Those who are determined to cheat the system by improperly accepting gifts and failing to report them must realize, as a spate of public corruption prosecutions has proved, that what they may justify to themselves as penny ante is in fact criminal. Mr. Stevens worked to give so much to his state, but he forgot the most important duty he owed its citizens: honest service.
-- Washington Post editorial
IDENTITY CRISIS
Senator Stevens is but the latest to have mistaken himself for one of the marble statues in the Capitol dome.
-- Wall Street Journal editorial
GOP MALAISE
We'd pause before writing off Stevens -- even with a felony conviction weighing him down -- because of the status he long enjoyed among his constituents. And in a statement he issued, Stevens ... made clear he'll depict himself as the target of unscrupulous and unethical federal prosecutors.
The verdict is yet another stain on a GOP brand that hardly needed it . ... it adds to a general malaise that has enveloped the party -- and which many GOP officials fear will only get thicker with next week's election results.

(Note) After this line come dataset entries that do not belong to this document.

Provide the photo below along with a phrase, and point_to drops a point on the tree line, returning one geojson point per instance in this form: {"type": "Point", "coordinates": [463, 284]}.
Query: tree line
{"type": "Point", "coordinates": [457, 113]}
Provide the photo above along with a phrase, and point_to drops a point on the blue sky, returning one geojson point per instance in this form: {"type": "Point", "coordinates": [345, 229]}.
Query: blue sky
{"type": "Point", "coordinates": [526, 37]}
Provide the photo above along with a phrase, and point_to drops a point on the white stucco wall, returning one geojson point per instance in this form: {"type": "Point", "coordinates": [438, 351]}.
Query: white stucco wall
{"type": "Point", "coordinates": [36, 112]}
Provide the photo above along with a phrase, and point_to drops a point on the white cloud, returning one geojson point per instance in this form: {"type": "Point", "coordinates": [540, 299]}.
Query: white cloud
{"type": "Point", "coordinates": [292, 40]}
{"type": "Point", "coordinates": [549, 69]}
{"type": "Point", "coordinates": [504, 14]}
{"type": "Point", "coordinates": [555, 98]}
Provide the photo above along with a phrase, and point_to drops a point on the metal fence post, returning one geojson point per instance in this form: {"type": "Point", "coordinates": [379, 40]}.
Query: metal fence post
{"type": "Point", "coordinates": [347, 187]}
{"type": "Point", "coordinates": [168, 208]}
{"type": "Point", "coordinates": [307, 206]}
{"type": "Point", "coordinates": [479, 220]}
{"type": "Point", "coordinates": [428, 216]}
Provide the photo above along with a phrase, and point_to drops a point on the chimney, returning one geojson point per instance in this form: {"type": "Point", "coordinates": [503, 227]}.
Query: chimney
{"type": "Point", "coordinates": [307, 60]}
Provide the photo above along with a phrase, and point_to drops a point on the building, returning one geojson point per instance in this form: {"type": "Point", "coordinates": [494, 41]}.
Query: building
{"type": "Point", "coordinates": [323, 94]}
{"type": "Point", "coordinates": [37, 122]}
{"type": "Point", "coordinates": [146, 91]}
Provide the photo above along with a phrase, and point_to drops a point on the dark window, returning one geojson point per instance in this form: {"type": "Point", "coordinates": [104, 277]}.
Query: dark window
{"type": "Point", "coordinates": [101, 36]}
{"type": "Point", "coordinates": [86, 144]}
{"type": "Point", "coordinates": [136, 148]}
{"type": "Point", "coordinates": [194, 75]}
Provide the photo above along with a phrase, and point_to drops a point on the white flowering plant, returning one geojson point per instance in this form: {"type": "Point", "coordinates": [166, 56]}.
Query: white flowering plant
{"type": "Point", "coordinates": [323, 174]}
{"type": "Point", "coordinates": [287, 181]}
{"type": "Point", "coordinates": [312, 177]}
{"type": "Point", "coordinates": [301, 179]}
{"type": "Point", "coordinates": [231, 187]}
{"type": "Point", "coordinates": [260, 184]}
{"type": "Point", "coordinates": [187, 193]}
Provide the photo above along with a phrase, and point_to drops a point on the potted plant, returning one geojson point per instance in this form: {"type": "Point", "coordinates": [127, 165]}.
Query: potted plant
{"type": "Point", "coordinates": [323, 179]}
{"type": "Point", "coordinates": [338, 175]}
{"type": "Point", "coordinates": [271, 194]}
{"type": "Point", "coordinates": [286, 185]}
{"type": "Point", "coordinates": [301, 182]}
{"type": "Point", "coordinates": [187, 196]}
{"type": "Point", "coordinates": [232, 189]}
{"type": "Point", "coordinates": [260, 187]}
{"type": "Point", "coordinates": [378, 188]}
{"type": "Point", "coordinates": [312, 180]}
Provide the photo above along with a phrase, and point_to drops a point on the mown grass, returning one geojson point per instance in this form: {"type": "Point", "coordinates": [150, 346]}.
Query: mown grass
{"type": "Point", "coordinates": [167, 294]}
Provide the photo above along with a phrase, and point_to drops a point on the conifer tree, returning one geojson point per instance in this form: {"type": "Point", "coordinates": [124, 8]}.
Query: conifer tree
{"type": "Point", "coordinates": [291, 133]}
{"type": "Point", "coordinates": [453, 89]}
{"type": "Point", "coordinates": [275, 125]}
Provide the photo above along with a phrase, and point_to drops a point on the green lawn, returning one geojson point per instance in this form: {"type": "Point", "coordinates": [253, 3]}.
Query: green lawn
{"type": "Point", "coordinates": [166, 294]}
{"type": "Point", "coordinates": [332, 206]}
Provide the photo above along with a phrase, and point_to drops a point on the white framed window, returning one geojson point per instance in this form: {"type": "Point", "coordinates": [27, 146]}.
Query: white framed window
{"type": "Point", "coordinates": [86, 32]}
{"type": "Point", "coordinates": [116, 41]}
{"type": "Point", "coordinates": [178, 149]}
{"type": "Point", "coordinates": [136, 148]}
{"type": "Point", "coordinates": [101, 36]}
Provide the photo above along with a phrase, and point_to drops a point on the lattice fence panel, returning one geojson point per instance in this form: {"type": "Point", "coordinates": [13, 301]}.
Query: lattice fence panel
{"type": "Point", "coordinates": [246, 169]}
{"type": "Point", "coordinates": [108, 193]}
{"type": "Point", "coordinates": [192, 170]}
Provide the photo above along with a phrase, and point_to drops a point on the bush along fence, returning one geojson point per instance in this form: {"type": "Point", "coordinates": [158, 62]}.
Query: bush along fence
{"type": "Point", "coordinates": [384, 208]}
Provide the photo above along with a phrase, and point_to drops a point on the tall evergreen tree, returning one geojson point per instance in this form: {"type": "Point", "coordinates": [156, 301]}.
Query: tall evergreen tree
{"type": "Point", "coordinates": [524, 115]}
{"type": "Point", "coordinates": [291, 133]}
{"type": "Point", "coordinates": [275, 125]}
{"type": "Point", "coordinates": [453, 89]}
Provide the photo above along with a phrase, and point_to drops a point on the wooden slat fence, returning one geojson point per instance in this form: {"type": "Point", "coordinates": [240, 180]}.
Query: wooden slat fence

-- Top of the Ticket, LA Times political blog
ETHICAL BEARINGS
The party's future may ultimately depend as much on regaining its ethical bearings as it does on retaining 41 seats in the Senate. Had Republicans urged Stevens to step aside months ago, those two goals would not be in conflict. Should Stevens' conviction be instrumental in handing Senate Democrats a filibuster-proof majority, Republicans will have reaped what they have sown.
-- National Review editorial
SENATE FUTURE DIM
Stevens doesn't have to exit the race since you can be a convicted felon and still serve in Congress. But if he were to somehow win, it's hard to see how the Republican caucus wouldn't force him to quit.
-- The Swamp, chicagotribune.com, Washington bureau
HOME SWEET HOME
What awaits (Stevens)? ... Maybe it's prison. Maybe it's here, back home, among the people who will always call him Uncle Ted. The people who will say: "He might be a crook, but he's Alaska's crook. He's just one of us."
-- Anchorage writer Amanda Coyne, in The Guardian (U.K.)
ARROGANCE
Stevens' real crime was arrogance -- he assumed that rules made for mere mortals didn't apply to him. This is Washington: That's not an unfamiliar story.
-- Eugene Robinson, Washington Post blog post
JUST DESSERTS
Whether Stevens knew it -- or was too obtuse to get it -- the courtroom's optics worked against him. It's one thing to kick around Senate witnesses and staff. (I was a Senate staffer in the 1970s and saw Stevens snarl and go off on people with little reason.) But Alaska Sen. Ted Stevens, who tried to convince a Washington jury that he didn't have to report gifts from wealthy supporters because, well, he considered them loans (even though he never returned them), got what he richly deserved.
-- Dan Turner, Los Angeles Times blog post
WRONG ATTITUDE
Talking down to a federal prosecutor during his cross examination as if she were a dummy -- as Stevens reportedly did -- was virtually a gold-plated invitation for jurors to decide to put him in his place, provided the evidence also supported such a decision.
-- Colbert King, Washington Post blog post
MARK MATCH TED?
Mark Begich would have to work his way up to influential positions Stevens once claimed on the appropriations and commerce, science and transportation committees. For Begich to carry out his very appropriate and much needed energy and climate change plans, he's going to need money, and the Treasury's not looking so fat these days. Whether Begich can match Stevens in that category, the jury's still out.